Steroid-resistant nephrotic syndrome is sometimes unresponsive to not only oral prednisolone therapy, but also steroid-pulse therapy or various immunosuppressants. We report a case of steroid-resistant nephrotic syndrome who treated with the combination of intermittent steroid pulse therapy and oral cyclophosphamide successfully although she was resistant to either steroid pulse mono-therapy nor the combination of oral prednisolone and cyclosporine or cyclophosphamide. A three-years-old girl with nephrotic syndrome was refractory to oral prednisolone therapy of two weeks.
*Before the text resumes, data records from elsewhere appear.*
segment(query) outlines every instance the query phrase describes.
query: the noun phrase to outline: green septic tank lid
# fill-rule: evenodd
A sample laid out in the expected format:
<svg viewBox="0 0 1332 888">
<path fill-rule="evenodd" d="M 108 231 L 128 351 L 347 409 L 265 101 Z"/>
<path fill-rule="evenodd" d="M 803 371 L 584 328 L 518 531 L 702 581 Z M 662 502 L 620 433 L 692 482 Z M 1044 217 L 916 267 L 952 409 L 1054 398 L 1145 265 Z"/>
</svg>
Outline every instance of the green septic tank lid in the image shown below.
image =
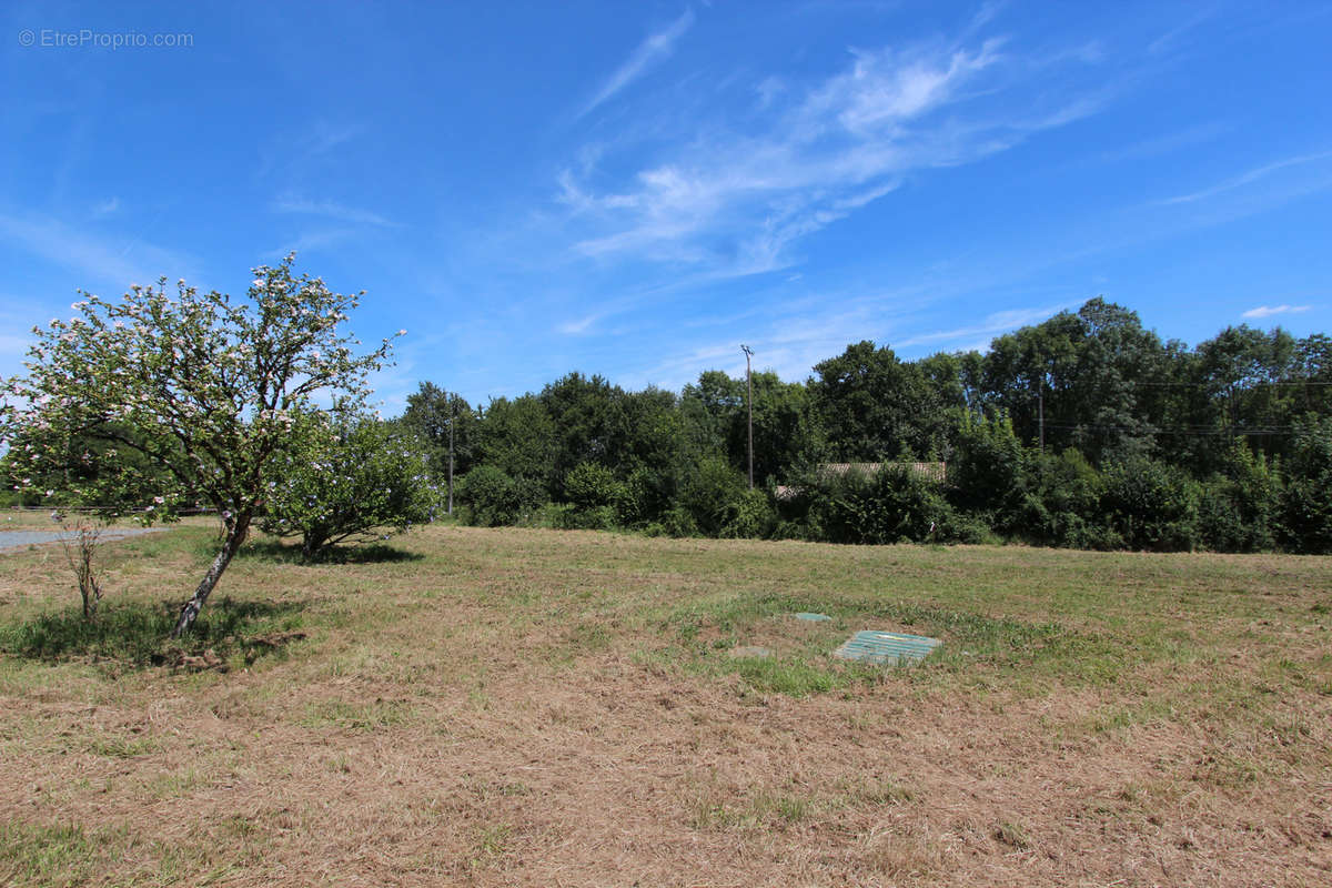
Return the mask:
<svg viewBox="0 0 1332 888">
<path fill-rule="evenodd" d="M 876 632 L 862 630 L 848 638 L 846 643 L 832 652 L 843 660 L 860 660 L 863 663 L 882 663 L 894 666 L 898 663 L 919 663 L 930 651 L 943 644 L 936 638 L 924 635 L 903 635 L 902 632 Z"/>
</svg>

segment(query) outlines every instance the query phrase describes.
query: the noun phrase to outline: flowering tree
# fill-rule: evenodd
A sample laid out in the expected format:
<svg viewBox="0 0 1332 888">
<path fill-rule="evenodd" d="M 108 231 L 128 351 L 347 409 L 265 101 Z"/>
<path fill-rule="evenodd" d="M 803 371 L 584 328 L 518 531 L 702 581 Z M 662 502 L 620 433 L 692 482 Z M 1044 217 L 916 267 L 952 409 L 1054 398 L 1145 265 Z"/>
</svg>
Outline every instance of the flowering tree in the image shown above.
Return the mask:
<svg viewBox="0 0 1332 888">
<path fill-rule="evenodd" d="M 294 276 L 288 256 L 254 269 L 244 298 L 198 293 L 178 281 L 133 285 L 120 301 L 75 302 L 68 321 L 36 328 L 24 378 L 5 386 L 0 442 L 23 442 L 11 459 L 15 487 L 79 469 L 71 442 L 103 441 L 96 473 L 77 474 L 71 493 L 144 521 L 182 505 L 208 503 L 224 535 L 173 635 L 186 631 L 249 534 L 264 505 L 265 467 L 298 446 L 297 417 L 317 395 L 340 409 L 364 401 L 366 374 L 388 359 L 389 339 L 353 354 L 357 339 L 338 333 L 358 296 Z M 143 454 L 165 474 L 145 490 L 145 474 L 117 449 Z M 68 475 L 65 475 L 68 477 Z M 149 495 L 151 494 L 151 495 Z"/>
<path fill-rule="evenodd" d="M 425 453 L 408 435 L 376 419 L 322 413 L 300 426 L 301 450 L 270 463 L 265 533 L 300 537 L 309 559 L 341 542 L 434 519 L 440 490 Z"/>
</svg>

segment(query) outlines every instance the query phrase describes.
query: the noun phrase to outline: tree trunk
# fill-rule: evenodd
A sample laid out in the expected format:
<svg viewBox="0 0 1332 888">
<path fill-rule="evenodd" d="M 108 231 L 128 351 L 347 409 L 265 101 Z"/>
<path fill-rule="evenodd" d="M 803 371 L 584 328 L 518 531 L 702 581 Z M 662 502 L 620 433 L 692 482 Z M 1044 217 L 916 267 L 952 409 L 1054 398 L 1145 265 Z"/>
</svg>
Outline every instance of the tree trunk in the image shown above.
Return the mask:
<svg viewBox="0 0 1332 888">
<path fill-rule="evenodd" d="M 249 515 L 244 518 L 237 518 L 236 523 L 228 527 L 226 538 L 222 541 L 222 550 L 217 553 L 217 558 L 209 566 L 208 572 L 204 574 L 202 582 L 198 588 L 194 590 L 194 596 L 185 602 L 185 606 L 180 608 L 180 618 L 176 620 L 176 628 L 172 630 L 172 638 L 180 638 L 189 631 L 189 627 L 194 624 L 194 619 L 198 612 L 204 610 L 204 602 L 208 600 L 208 594 L 213 591 L 217 586 L 217 580 L 222 578 L 222 571 L 226 566 L 232 563 L 232 558 L 240 551 L 241 543 L 245 542 L 245 535 L 249 533 Z"/>
</svg>

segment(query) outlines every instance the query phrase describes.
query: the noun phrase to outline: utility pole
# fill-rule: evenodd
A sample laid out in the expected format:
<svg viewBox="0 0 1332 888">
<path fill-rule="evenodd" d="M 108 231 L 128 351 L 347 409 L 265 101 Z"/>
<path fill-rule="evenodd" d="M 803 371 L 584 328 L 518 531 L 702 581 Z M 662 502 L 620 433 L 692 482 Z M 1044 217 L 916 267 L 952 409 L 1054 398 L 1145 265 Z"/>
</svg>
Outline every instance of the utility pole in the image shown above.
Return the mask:
<svg viewBox="0 0 1332 888">
<path fill-rule="evenodd" d="M 1040 374 L 1040 386 L 1036 389 L 1038 410 L 1040 411 L 1040 453 L 1046 453 L 1046 374 Z"/>
<path fill-rule="evenodd" d="M 749 390 L 749 427 L 750 427 L 750 490 L 754 490 L 754 375 L 750 371 L 750 358 L 754 357 L 754 351 L 747 346 L 742 345 L 741 351 L 745 353 L 745 387 Z"/>
<path fill-rule="evenodd" d="M 457 395 L 449 395 L 449 514 L 453 514 L 453 423 L 458 418 Z"/>
</svg>

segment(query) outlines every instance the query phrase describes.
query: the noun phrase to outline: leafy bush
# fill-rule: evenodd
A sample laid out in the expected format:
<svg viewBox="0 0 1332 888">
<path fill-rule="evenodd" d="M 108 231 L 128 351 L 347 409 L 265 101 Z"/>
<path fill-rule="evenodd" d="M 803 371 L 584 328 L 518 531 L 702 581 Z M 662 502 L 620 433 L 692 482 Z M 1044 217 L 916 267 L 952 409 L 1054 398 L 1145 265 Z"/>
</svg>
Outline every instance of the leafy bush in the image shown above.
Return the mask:
<svg viewBox="0 0 1332 888">
<path fill-rule="evenodd" d="M 1102 509 L 1130 549 L 1191 551 L 1197 546 L 1197 482 L 1147 457 L 1106 469 Z"/>
<path fill-rule="evenodd" d="M 477 466 L 460 478 L 454 493 L 464 505 L 464 521 L 480 527 L 517 523 L 546 502 L 545 489 L 539 482 L 510 478 L 489 463 Z"/>
<path fill-rule="evenodd" d="M 1332 553 L 1332 417 L 1296 423 L 1281 497 L 1281 543 L 1301 553 Z"/>
<path fill-rule="evenodd" d="M 737 503 L 746 491 L 745 475 L 731 469 L 721 457 L 705 457 L 685 478 L 677 498 L 677 506 L 687 513 L 690 521 L 683 521 L 682 515 L 670 521 L 675 530 L 682 531 L 693 525 L 694 533 L 705 537 L 719 537 L 734 517 Z M 687 534 L 673 533 L 671 535 Z"/>
<path fill-rule="evenodd" d="M 1022 525 L 1030 487 L 1027 451 L 1007 419 L 966 421 L 948 461 L 951 498 L 1002 533 Z"/>
<path fill-rule="evenodd" d="M 1082 451 L 1034 454 L 1034 490 L 1023 498 L 1018 537 L 1068 549 L 1122 549 L 1123 537 L 1107 525 L 1100 510 L 1106 481 Z"/>
<path fill-rule="evenodd" d="M 376 419 L 338 422 L 306 414 L 297 453 L 272 463 L 265 533 L 300 537 L 317 558 L 342 542 L 369 542 L 434 519 L 438 490 L 414 438 Z"/>
<path fill-rule="evenodd" d="M 1223 457 L 1221 471 L 1201 485 L 1197 518 L 1203 545 L 1224 553 L 1272 549 L 1280 505 L 1280 483 L 1267 461 L 1236 445 Z"/>
<path fill-rule="evenodd" d="M 823 479 L 806 517 L 811 539 L 834 543 L 982 542 L 983 522 L 959 515 L 939 486 L 919 474 L 884 466 Z"/>
<path fill-rule="evenodd" d="M 731 503 L 731 514 L 722 525 L 722 537 L 763 539 L 777 526 L 777 511 L 766 490 L 746 490 Z"/>
</svg>

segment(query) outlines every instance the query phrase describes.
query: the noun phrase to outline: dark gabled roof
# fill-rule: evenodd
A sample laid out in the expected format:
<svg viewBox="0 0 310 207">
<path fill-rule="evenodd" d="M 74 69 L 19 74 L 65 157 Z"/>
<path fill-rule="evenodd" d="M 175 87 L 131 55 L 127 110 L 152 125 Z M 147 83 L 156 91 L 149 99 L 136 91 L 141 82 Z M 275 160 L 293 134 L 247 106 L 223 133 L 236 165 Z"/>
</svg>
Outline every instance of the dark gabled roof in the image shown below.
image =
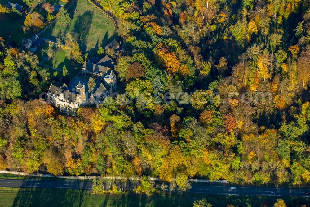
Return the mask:
<svg viewBox="0 0 310 207">
<path fill-rule="evenodd" d="M 104 47 L 104 49 L 106 50 L 109 48 L 112 48 L 113 49 L 116 49 L 119 47 L 119 43 L 116 39 L 113 39 L 112 42 Z"/>
<path fill-rule="evenodd" d="M 20 12 L 22 12 L 24 10 L 26 9 L 25 7 L 23 6 L 19 5 L 18 4 L 13 4 L 12 3 L 8 3 L 6 6 L 10 9 L 15 8 Z"/>
<path fill-rule="evenodd" d="M 78 81 L 78 85 L 76 86 L 76 87 L 78 88 L 81 88 L 82 87 L 83 87 L 84 86 L 82 85 L 82 84 L 81 83 L 81 82 L 79 81 Z"/>
<path fill-rule="evenodd" d="M 79 83 L 79 84 L 80 83 Z M 54 95 L 54 96 L 55 97 L 57 97 L 57 95 L 59 95 L 62 94 L 64 97 L 65 100 L 66 101 L 68 101 L 67 102 L 70 103 L 71 102 L 74 103 L 77 95 L 75 93 L 69 91 L 67 86 L 64 84 L 62 86 L 61 86 L 59 87 L 54 85 L 51 85 L 48 90 L 48 92 L 51 93 L 51 95 Z"/>
<path fill-rule="evenodd" d="M 106 67 L 100 65 L 94 64 L 86 61 L 84 62 L 84 64 L 82 66 L 82 68 L 93 73 L 101 73 L 103 75 L 104 75 L 107 72 L 107 71 L 108 69 L 108 68 Z"/>
<path fill-rule="evenodd" d="M 100 85 L 94 93 L 94 97 L 96 101 L 101 101 L 108 95 L 108 93 L 103 84 L 100 83 Z"/>
<path fill-rule="evenodd" d="M 39 38 L 32 43 L 32 44 L 36 47 L 40 45 L 44 42 L 44 40 L 42 38 Z"/>
<path fill-rule="evenodd" d="M 107 55 L 103 58 L 101 60 L 98 61 L 97 64 L 107 67 L 111 68 L 111 62 L 113 62 L 113 61 L 111 58 Z"/>
<path fill-rule="evenodd" d="M 59 95 L 64 91 L 64 90 L 59 87 L 57 87 L 54 85 L 51 85 L 48 92 L 51 93 L 51 95 L 54 95 L 54 96 L 56 96 Z"/>
<path fill-rule="evenodd" d="M 100 84 L 100 85 L 99 86 L 98 88 L 96 90 L 96 91 L 94 93 L 94 94 L 95 94 L 98 93 L 106 93 L 107 92 L 107 89 L 105 88 L 105 87 L 103 85 L 103 84 L 102 83 L 101 83 Z"/>
<path fill-rule="evenodd" d="M 68 102 L 71 103 L 71 102 L 74 102 L 76 94 L 69 90 L 66 90 L 64 92 L 64 96 L 66 101 L 68 101 Z"/>
<path fill-rule="evenodd" d="M 107 74 L 105 76 L 105 77 L 106 78 L 113 78 L 116 76 L 115 73 L 114 73 L 113 70 L 112 69 L 110 69 L 109 71 L 108 71 L 107 73 Z"/>
</svg>

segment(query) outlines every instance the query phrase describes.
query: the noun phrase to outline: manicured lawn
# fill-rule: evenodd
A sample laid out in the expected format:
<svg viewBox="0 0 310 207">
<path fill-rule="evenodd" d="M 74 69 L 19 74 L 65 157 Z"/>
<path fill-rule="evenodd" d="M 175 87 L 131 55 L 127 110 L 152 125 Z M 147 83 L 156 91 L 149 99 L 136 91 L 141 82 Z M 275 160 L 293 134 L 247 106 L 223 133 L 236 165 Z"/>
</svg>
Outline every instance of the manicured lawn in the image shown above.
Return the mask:
<svg viewBox="0 0 310 207">
<path fill-rule="evenodd" d="M 28 175 L 14 175 L 6 173 L 0 173 L 0 179 L 26 179 L 29 180 L 86 180 L 79 179 L 66 179 L 53 177 L 40 177 L 39 176 L 32 176 Z M 0 188 L 1 189 L 1 188 Z"/>
<path fill-rule="evenodd" d="M 65 65 L 68 70 L 70 80 L 77 76 L 80 71 L 81 66 L 80 64 L 77 63 L 76 62 L 73 61 L 70 57 L 68 57 L 66 55 L 66 51 L 63 49 L 57 51 L 53 59 L 46 61 L 42 64 L 62 71 L 64 66 Z M 76 68 L 77 69 L 76 69 Z M 52 74 L 56 71 L 58 72 L 58 75 L 62 75 L 62 72 L 55 70 L 51 69 L 49 72 L 51 74 Z"/>
<path fill-rule="evenodd" d="M 76 10 L 76 13 L 71 12 Z M 57 22 L 41 36 L 54 40 L 57 37 L 64 40 L 71 35 L 77 40 L 82 51 L 91 55 L 99 47 L 106 45 L 114 38 L 113 22 L 86 0 L 79 0 L 77 4 L 72 5 L 69 10 L 73 17 L 69 25 L 63 25 Z"/>
<path fill-rule="evenodd" d="M 203 198 L 214 206 L 227 204 L 241 206 L 272 206 L 275 196 L 250 196 L 204 194 L 165 196 L 93 194 L 86 191 L 55 189 L 0 188 L 0 206 L 191 206 Z M 305 197 L 283 197 L 287 206 L 308 206 Z"/>
</svg>

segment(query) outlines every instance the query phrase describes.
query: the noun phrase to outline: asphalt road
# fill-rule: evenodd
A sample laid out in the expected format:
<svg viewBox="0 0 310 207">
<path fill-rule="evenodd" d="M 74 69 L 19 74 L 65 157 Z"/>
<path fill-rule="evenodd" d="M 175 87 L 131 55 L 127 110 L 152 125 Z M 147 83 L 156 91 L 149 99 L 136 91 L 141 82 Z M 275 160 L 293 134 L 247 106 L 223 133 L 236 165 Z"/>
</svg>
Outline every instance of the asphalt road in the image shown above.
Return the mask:
<svg viewBox="0 0 310 207">
<path fill-rule="evenodd" d="M 0 187 L 10 187 L 90 190 L 91 190 L 92 184 L 92 182 L 84 181 L 0 179 Z M 310 189 L 236 186 L 236 190 L 231 190 L 230 187 L 193 185 L 189 192 L 206 194 L 310 197 L 310 195 L 304 194 L 305 192 L 310 192 Z M 271 194 L 272 191 L 274 192 L 275 194 Z"/>
<path fill-rule="evenodd" d="M 271 191 L 275 193 L 271 194 Z M 249 196 L 309 196 L 305 192 L 310 192 L 310 189 L 304 188 L 279 188 L 258 187 L 236 186 L 231 190 L 230 186 L 192 185 L 189 192 L 192 193 L 213 193 Z"/>
</svg>

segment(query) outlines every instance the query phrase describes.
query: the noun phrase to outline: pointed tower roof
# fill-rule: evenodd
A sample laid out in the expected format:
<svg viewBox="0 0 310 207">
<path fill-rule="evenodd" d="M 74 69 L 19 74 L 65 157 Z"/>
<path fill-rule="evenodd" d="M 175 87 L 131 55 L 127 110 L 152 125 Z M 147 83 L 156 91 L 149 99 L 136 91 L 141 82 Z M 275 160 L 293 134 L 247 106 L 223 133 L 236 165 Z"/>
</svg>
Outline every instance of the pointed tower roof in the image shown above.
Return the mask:
<svg viewBox="0 0 310 207">
<path fill-rule="evenodd" d="M 81 82 L 80 82 L 79 81 L 78 81 L 78 85 L 77 85 L 76 86 L 76 87 L 78 87 L 78 88 L 81 88 L 82 87 L 83 87 L 83 86 L 84 86 L 84 85 L 82 85 L 82 84 L 81 84 Z"/>
<path fill-rule="evenodd" d="M 113 70 L 111 70 L 111 72 L 110 73 L 110 78 L 113 78 L 115 76 L 115 74 L 113 72 Z"/>
</svg>

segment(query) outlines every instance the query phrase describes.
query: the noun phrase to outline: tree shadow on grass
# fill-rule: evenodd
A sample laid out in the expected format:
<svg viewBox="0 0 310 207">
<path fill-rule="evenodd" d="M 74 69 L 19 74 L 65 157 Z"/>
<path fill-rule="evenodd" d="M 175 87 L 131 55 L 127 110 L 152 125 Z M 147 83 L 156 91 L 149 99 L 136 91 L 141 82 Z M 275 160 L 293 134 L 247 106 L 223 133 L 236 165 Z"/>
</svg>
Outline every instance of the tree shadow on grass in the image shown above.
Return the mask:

Subsequent methyl-prednisolone pulse therapy of three weeks reduced her proteinuria but could not introduce into remission. Renal biopsy indicated minor glomerular abnormalities and there was no sclerotic lesion. On the immuno-fluorescence study, no deposition of immunoglobulin and complements was detected. Since her proteinuria increased and edema became severe after the pulse therapy, she required the intravenous supplementation of albumin almost every day. Her proteinuria was resistant also to cyclosporine and subsequent oral cyclophosphamide with oral predonisolone. So we tried the combination of methyl-prednisolone pulse therapy and oral cyclophosphamide. This combined therapy decreased her proteinuria, but did not introduced into the remission. Two weeks after the combined pulse therapy, thrice per week of steroid pulse therapy were performed again alternate weekly three times. During this intermittent steroid pulse therapy, her proteinuria had become negative. After the alternate weekly methyl-prednisolone pulse therapy, she is treated with the pulse therapy once a week at our out-patient clinic. Some authors reported the effectiveness of the combination of methyl-prednisolone pulse therapy and immunosuppressants such as cyclophosphamide or cyclosporine for the patients with focal segmental glomerular sclerosis, although international study of kidney disease in children denied the benefit of cyclophosphamide. In present case, even during steroid pulse therapy of three weeks with cyclophosphamide, proteinuria was reduced but not disappeared, and subsequent intermittent steroid pulse therapy had dissipated her proteinuria. We consider that the combined therapy of intermittent steroid pulse and cyclophosphamide is useful for the treatment of nephrotic syndrome resistant to various immunosupressive therapy.